At the Aiguille du Midi on the French side, you note the rusty metal covers on the walkways created for tourists.
One must not complain of the tourist features as shortly we would be using them ourselves to see the spectacular surrounding scenery.
One entertaining sight is to watch climbers making their way up or down the snow ridge between the Midi and the glacier.
At least the ones in this photo are using ice axes. Some years back Rosemarie and I were watching and all of them seemed to just be using walking poles. We both agreed that, if it was us, we would like a better second chance to recover from any slip!
Another interesting sight is to see people who have paid to go onto the topmost level taking their turn to walk out into a glass-floored box.
Later in the day we hoped to get places in the Chalet Alpin du Tour and we could see it in the distance at the end of the valley.
We then phoned there, using a cellphone, and happily they did have enough room for us tonight and (previously booked) tomorrow night.
One thing we had hoped to do during our holiday was to spend a night in the delightful Bel Lachat refuge near the ridge on the opposite side of the valley.
All we managed on this trip was to take a telephoto picture of the Bel Lachat in the distance.
Having secured our beds for the night we could relax and enjoy the many viewing platforms available on the Midi.
The sun was bright, the air cool and transparent. Perfect to get the best from our wonderful surroundings.

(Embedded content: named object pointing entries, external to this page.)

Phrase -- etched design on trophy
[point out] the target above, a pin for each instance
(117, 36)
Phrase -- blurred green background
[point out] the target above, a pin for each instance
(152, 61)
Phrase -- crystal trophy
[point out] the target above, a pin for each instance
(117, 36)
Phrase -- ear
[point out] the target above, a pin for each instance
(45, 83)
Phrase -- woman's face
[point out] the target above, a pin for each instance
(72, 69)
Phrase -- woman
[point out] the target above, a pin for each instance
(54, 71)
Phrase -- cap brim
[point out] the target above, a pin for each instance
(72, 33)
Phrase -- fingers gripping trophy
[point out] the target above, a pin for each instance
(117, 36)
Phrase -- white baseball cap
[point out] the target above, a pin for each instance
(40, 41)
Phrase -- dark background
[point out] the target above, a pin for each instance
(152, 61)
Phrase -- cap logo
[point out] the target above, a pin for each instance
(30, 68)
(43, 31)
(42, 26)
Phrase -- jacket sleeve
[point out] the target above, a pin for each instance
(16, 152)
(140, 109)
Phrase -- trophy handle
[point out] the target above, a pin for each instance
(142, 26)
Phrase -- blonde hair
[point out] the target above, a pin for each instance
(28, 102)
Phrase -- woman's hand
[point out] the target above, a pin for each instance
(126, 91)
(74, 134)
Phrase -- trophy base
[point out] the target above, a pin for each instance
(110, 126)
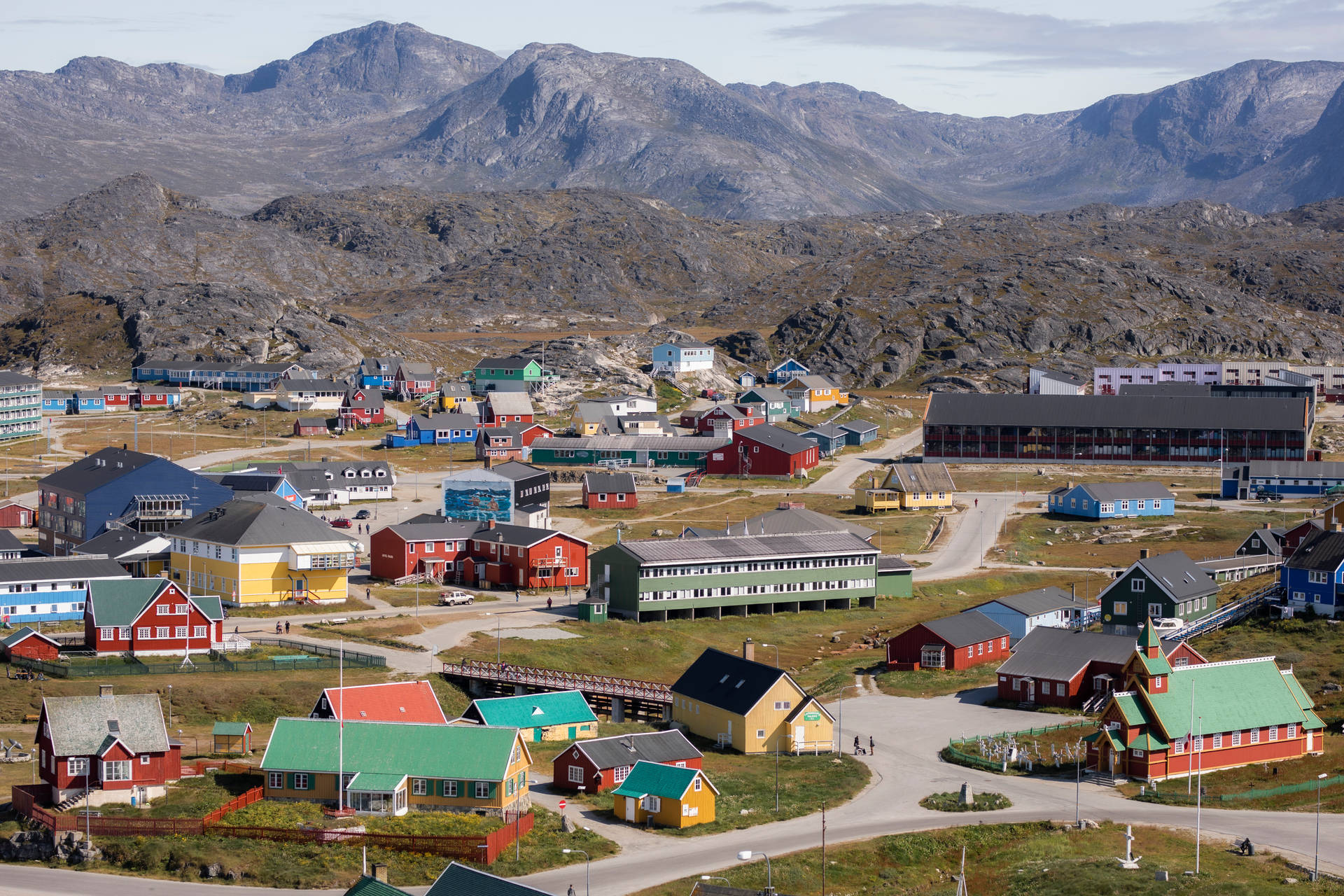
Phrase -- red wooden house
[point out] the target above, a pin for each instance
(523, 558)
(609, 491)
(724, 419)
(151, 617)
(764, 450)
(1075, 669)
(387, 701)
(115, 747)
(362, 407)
(953, 643)
(1246, 711)
(30, 644)
(15, 516)
(413, 548)
(604, 762)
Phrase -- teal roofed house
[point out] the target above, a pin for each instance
(558, 715)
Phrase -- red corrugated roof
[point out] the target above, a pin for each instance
(391, 701)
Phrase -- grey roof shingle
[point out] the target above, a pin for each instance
(650, 746)
(967, 628)
(1126, 412)
(83, 726)
(746, 546)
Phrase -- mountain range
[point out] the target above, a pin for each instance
(391, 105)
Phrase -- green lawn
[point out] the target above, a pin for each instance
(1016, 860)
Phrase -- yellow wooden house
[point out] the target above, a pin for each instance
(393, 767)
(261, 552)
(749, 706)
(664, 796)
(907, 486)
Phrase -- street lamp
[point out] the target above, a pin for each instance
(588, 864)
(1316, 872)
(746, 855)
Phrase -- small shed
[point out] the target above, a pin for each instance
(309, 426)
(592, 610)
(232, 736)
(31, 645)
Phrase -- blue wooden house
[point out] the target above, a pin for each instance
(1108, 500)
(787, 371)
(859, 431)
(828, 437)
(1313, 577)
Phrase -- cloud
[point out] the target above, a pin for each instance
(995, 39)
(746, 6)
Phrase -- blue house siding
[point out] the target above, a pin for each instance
(1079, 503)
(116, 498)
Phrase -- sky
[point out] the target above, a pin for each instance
(968, 57)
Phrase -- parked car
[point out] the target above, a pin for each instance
(452, 598)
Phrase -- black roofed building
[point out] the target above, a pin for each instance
(1124, 429)
(748, 706)
(1170, 586)
(953, 643)
(654, 580)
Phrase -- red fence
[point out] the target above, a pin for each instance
(476, 849)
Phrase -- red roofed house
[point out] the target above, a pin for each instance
(953, 643)
(115, 747)
(604, 762)
(30, 644)
(412, 548)
(764, 450)
(391, 701)
(151, 617)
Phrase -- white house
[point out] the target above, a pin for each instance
(679, 358)
(309, 396)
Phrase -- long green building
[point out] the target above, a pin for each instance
(654, 580)
(625, 450)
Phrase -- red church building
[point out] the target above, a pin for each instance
(151, 617)
(115, 747)
(609, 491)
(523, 558)
(436, 550)
(604, 762)
(958, 641)
(764, 450)
(1246, 711)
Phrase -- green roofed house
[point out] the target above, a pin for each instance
(664, 796)
(232, 736)
(391, 767)
(556, 715)
(151, 617)
(1246, 711)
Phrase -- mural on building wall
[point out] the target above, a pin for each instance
(477, 501)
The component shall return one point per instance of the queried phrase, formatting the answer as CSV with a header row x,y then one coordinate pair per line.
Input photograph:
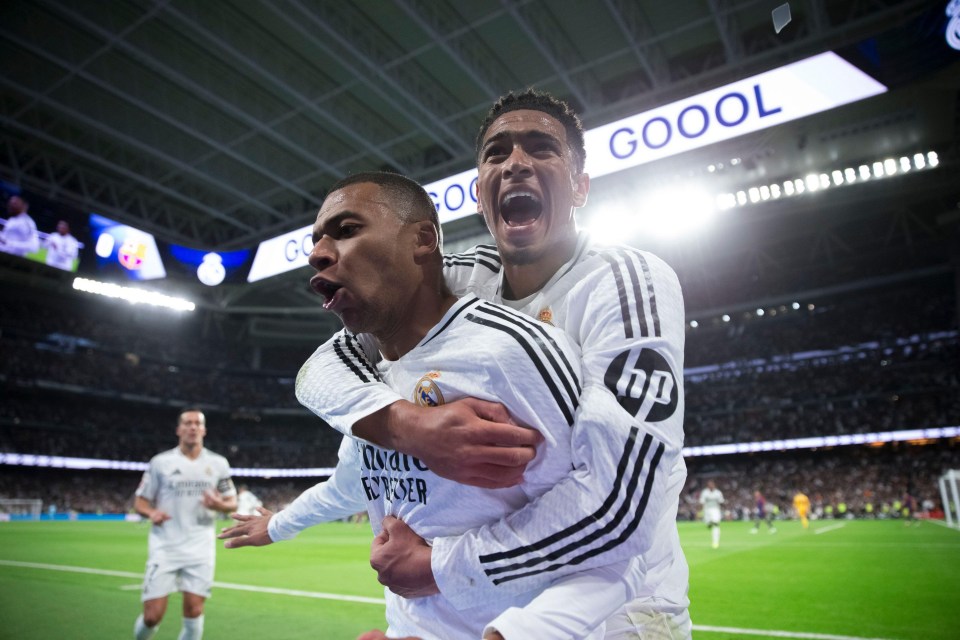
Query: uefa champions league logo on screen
x,y
953,25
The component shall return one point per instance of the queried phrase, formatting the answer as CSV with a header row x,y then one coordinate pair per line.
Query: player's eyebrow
x,y
329,223
529,134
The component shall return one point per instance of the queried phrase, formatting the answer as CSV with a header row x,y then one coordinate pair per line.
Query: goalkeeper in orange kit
x,y
802,505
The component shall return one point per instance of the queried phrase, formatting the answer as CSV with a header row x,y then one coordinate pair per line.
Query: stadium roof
x,y
220,124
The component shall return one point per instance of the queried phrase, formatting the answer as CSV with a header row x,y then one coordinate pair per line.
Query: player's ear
x,y
581,187
428,238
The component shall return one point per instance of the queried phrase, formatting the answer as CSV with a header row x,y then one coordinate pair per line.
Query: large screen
x,y
125,250
42,231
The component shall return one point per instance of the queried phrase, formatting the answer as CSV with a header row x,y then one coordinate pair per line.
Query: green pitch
x,y
876,579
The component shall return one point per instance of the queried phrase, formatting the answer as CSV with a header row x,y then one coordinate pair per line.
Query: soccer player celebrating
x,y
624,308
380,269
761,513
801,504
180,492
711,498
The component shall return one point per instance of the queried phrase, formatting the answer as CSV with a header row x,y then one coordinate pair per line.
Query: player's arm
x,y
145,508
338,497
469,441
627,438
571,607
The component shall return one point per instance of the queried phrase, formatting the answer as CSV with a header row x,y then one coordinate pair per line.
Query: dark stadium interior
x,y
220,125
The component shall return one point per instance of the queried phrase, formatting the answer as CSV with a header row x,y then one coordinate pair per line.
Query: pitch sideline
x,y
380,601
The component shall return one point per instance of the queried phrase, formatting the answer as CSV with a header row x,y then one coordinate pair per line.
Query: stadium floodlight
x,y
950,496
132,295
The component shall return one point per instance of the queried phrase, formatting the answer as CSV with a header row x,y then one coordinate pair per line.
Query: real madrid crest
x,y
427,392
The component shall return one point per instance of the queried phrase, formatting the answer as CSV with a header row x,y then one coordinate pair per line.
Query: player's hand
x,y
469,441
158,517
401,559
212,500
250,532
376,634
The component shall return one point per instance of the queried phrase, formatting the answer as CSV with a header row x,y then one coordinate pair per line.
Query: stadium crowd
x,y
98,383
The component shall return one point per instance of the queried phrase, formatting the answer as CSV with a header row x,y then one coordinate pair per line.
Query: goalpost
x,y
20,508
950,496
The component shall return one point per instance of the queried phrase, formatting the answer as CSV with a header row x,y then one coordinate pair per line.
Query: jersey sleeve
x,y
340,496
340,383
574,606
225,486
627,438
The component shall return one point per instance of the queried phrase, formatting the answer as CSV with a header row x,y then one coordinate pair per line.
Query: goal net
x,y
20,508
950,496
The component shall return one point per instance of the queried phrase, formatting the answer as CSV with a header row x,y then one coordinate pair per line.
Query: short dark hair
x,y
414,203
539,101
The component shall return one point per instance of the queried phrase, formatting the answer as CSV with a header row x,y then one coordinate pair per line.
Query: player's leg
x,y
159,581
653,618
196,583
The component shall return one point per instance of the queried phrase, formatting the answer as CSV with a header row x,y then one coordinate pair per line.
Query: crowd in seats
x,y
852,476
76,426
104,381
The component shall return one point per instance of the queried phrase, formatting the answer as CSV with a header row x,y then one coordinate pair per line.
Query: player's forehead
x,y
525,122
192,417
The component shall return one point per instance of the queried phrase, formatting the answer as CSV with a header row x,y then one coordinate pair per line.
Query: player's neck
x,y
191,451
421,313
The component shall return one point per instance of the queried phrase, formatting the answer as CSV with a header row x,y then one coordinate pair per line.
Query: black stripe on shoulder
x,y
637,256
361,357
621,294
528,324
584,522
525,343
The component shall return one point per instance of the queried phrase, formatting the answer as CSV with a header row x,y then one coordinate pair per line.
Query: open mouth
x,y
325,288
519,208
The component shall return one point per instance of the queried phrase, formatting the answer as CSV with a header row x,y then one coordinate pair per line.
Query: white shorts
x,y
650,619
712,516
161,579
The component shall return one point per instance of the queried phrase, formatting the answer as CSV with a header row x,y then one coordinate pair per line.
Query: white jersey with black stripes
x,y
532,369
624,308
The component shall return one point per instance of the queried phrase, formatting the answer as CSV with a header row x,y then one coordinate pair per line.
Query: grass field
x,y
858,579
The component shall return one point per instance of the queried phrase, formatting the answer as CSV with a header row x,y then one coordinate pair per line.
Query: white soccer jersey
x,y
247,503
711,499
625,309
20,235
62,250
175,484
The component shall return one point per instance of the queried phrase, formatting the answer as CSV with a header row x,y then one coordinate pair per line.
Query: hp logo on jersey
x,y
644,384
427,392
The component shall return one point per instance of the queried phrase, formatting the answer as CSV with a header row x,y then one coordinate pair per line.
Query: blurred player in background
x,y
762,513
380,269
247,501
801,504
62,247
19,236
624,308
180,492
711,498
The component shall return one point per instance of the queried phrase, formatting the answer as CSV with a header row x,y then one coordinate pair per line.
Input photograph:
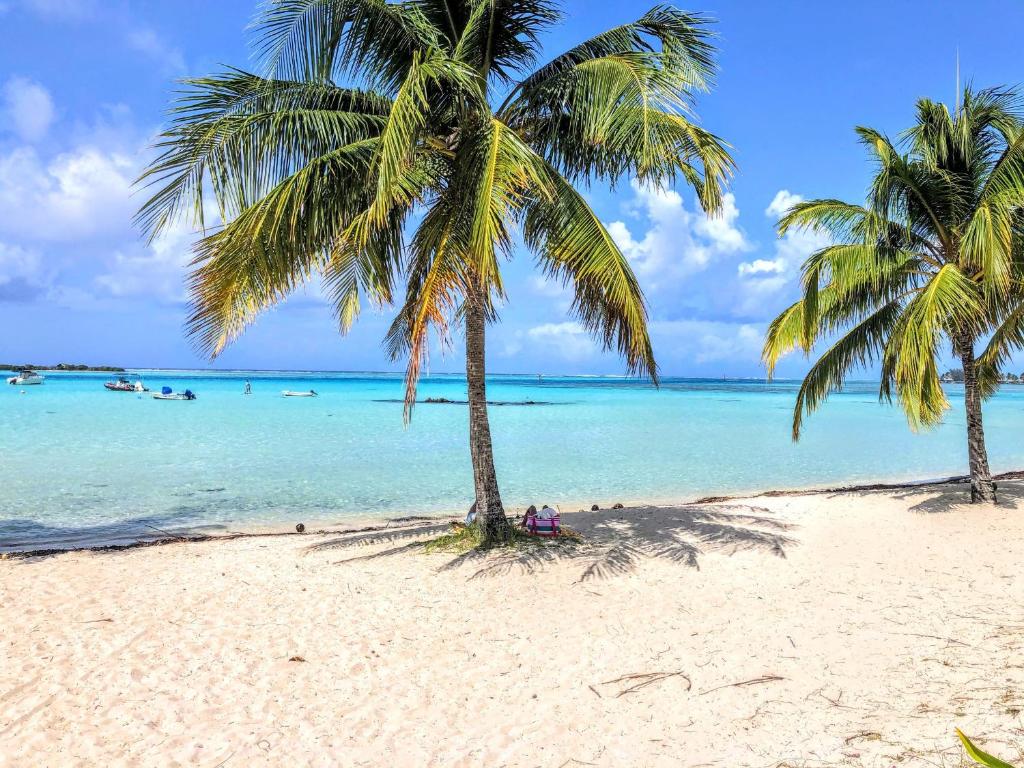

Finally we had to continue downwards, although not without a stop at the Buvette du Plan de l'Aiguille as we changed carriages on the way down.
Once in the valley we wandered through the sunny streets of Chamonix.
We even had a chance to look back up at the Aiguille du Midi before catching the bus to le Tour.
After depositing our luggage in our room there was still some time to have a look at the nearby house where Michel Croz had his home before his untimely death on the first ever ascent of the Matterhorn from Zermatt.
Then an excellent meal in the Chalet Alpin du Tour. A really perfect day!
Our final day.
We spent it walking from le Tour to les Praz du Chamonix. Then, after dinner, getting packed and paid-up for an early start tomorrow on our journey home.
Up early and away to Geneva Airport. Then a flight home and the end of our holiday.
The photo is of our two "invalids" looking fit, well and happy! Photo taken near the end of our tour.